Neovascularization (NV) is the term used to describe the local formation of new vascular structures at previously avascular sites. Several models of neovascular processes have been proposed10, 14, 18, 24, 25, 43, 81, 104, 117 including 1) vasculogenesis, which is the formation of new blood vessels from bone marrow-derived angioblasts, predominantly during embryogenesis; 2) local recruitment of endothelial progenitor cells; and 3) angiogenesis, which is the formation of new vessels from preexisting vascular structures.31, 170 Angiogenesis is a common feature of corneal and retinal disorders as well as cancer metastasis and is usually stimulated by changes in the endothelial cell microenvironment (e.g., trauma, hypoxia, oxidative stress, mechanical strain, and genetic changes).46 Physical changes that occur during NV include extracellular matrix (ECM) degradation, ECM remodeling, cellular migration, and cellular invasion.
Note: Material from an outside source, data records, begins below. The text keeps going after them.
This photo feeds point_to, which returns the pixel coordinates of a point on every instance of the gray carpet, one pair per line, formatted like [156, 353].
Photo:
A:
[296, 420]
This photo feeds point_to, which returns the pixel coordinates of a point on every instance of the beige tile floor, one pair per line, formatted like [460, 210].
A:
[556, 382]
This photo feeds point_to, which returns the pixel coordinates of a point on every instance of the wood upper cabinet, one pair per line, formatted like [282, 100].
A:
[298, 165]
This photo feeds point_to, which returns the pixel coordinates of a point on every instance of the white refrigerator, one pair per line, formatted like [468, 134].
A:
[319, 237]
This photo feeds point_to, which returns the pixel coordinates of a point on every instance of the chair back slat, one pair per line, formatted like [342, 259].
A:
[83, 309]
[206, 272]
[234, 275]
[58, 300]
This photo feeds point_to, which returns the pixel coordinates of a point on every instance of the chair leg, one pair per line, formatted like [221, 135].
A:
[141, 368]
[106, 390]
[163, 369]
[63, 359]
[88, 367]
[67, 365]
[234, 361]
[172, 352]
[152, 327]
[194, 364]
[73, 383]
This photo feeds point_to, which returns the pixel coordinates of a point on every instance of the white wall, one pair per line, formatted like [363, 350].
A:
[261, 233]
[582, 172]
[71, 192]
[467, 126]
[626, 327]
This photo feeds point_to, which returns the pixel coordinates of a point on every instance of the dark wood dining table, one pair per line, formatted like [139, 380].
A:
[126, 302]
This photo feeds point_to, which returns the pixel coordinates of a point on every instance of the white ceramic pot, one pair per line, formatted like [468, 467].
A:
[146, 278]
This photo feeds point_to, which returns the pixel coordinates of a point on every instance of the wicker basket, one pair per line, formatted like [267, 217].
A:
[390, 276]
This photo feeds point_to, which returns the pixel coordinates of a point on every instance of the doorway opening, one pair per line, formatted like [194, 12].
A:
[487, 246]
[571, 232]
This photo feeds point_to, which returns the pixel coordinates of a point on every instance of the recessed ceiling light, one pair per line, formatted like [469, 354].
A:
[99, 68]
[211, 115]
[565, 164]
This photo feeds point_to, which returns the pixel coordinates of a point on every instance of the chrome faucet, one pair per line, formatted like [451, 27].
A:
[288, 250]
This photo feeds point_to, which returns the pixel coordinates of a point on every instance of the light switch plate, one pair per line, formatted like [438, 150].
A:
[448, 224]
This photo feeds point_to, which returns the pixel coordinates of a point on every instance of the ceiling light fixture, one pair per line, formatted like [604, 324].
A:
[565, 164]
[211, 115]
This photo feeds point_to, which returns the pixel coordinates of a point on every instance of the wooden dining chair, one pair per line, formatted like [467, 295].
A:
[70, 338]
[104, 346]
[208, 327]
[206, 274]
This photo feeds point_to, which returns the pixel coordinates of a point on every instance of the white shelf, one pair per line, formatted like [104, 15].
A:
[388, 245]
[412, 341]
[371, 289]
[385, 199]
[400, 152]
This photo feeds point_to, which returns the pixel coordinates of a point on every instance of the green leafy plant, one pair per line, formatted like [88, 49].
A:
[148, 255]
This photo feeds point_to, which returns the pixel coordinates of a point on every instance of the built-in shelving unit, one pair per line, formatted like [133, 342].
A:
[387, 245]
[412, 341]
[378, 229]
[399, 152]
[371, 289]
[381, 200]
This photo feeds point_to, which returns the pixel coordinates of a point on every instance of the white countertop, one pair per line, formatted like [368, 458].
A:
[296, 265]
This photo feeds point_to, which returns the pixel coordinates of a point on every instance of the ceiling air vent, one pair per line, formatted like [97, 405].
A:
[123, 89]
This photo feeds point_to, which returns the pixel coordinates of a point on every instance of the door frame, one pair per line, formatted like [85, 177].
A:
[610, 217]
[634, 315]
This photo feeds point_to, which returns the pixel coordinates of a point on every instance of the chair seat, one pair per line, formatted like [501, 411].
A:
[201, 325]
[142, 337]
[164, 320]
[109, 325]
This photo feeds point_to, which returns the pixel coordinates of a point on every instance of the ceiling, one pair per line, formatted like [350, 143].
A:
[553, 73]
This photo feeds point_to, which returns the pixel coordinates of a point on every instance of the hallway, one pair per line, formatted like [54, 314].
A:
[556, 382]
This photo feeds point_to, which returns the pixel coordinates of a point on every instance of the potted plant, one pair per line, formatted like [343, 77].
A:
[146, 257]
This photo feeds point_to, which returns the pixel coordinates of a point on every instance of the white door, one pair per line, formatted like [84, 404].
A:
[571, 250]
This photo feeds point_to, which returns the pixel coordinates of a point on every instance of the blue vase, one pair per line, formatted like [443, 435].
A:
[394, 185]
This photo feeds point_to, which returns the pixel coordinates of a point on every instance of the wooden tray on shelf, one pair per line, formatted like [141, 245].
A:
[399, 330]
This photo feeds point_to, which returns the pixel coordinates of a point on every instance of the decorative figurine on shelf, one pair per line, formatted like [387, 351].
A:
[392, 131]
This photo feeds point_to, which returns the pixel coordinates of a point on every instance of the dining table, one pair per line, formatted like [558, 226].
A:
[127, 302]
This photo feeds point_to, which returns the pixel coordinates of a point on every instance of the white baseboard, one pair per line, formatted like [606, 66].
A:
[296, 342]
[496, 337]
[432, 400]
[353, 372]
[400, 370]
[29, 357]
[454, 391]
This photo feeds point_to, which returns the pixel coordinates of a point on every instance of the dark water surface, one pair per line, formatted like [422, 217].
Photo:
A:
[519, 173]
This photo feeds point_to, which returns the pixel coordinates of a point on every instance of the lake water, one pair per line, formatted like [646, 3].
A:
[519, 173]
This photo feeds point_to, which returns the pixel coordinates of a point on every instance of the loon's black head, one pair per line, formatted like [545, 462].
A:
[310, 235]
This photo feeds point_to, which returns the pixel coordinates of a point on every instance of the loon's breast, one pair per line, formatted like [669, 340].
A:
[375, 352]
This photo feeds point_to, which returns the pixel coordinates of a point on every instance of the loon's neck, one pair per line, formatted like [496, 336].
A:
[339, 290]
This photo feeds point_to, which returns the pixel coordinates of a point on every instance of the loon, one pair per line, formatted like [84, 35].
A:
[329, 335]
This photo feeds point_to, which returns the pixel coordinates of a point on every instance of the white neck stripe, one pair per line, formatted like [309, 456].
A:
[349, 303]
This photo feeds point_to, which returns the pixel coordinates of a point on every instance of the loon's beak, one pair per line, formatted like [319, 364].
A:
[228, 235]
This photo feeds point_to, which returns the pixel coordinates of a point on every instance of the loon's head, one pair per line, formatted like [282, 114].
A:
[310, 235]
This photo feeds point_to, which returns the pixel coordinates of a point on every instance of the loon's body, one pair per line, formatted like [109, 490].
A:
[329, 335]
The pathologies associated with NV in the normally avascular cornea include herpetic stromal keratitis, diverse inflammatory disorders, systemic or autoimmune diseases, corneal graft rejection, infectious keratitis (and other corneal infection/inflammation), contact lens–related hypoxia, alkali burns, stromal ulceration, corneal epithelium weakness, recurrent erosion syndrome, diabetes mellitus–related epithelial weakening, and limbal stem cell deficiency.171 Corneal NV is also seen in some congenital disorders such as aniridia, which involves complete or partial absence of the iris. In such conditions, the balance between proangiogenic and antiangiogenic factors favors NV, with both upregulation of proangiogenic factors, such as vascular endothelial growth factor (VEGF) and basic fibroblast growth factor (bFGF), and downregulation of antiangiogenic factors, such as endostatin and thrombospondin-1.43, 47, 176

The cornea is avascular under normal conditions and, even when damaged, typically heals without NV.24 This persistent avascularity of the cornea, which is necessary for vision clarity, may be facilitated by: 1) the tightly organized packing of collagen fibrils, 2) the angiostatic nature of corneal epithelial cells, 3) the immune privilege of the cornea, mediated by factors such as transforming growth factor-β (TGF-β) in tears, 4) the comparatively hypothermic nature of the cornea, 5) extensive neuronal innervation, 6) the movement of the aqueous humor on the endothelium, 7) low levels of proangiogenic matrix metalloproteinases (MMPs), 8) active production of antiangiogenic factors after corneal injury, and 9) the barrier function of the limbus.14, 43

To maintain corneal clarity, proper corneal wound healing is critical. Corneal stromal wound healing occurs in 4 phases. In the first phase the keratocytes adjacent to the area of the epithelial defect undergo apoptosis, leaving a central zone devoid of cells. This cell death has been suggested to initiate the healing response.111 In the second phase the keratocytes immediately adjacent to the area of cell death proliferate to repopulate the wound area. For example, in rat corneas, proliferation occurs 24 to 48 hours postwound.34 Within this phase the keratocytes transform into fibroblasts that migrate into the wound area, a process which may take up to 1 week.34 This transformation is evident at the molecular level, with reorganization of the actin cytoskeleton in the development of stress fibers and focal adhesion structures and activation of new genes encoding ECM components, such as fibronectin, cell adhesion molecule, α5 integrin, ECM-degrading MMPs, and cytokines.14, 15, 16 The same transition can be seen in vitro. When keratocytes are isolated from the corneal stroma and subcultured in serum-containing medium, they acquire the fibroblast phenotype.104 The migratory repair fibroblasts contain filamentous-actin and are elongated, spindle shaped, and highly reflective. These fibroblasts induce the synthesis of the α5 integrin chain, which results in the formation of the α5β1 integrin heterodimer, the classic fibronectin receptor. This occurs concomitant with a reduction in fibronectin content in the wound area. In addition to forming the ECM, these repair fibroblasts synthesize several MMPs, including MMP-1, -2, -3, -9, and -14.104

In the third phase of stromal wound healing, transformation of fibroblasts into myofibroblasts may occur and can be observed via α-smooth muscle actin staining. Myofibroblasts appear as stellate cells and are highly reflective, but are limited to within the wound area. The extent of fibroblast transformation into myofibroblasts seems to be dependent on the type of wound and the integrity of the Bowman membrane. In general, gaping wounds and wounds in which the Bowman membrane is removed result in greater myofibroblast generation than wounds that do not penetrate the Bowman membrane. This process, which may take up to 1 month to become histologically apparent, can lead to a decrease in corneal clarity and vision deterioration.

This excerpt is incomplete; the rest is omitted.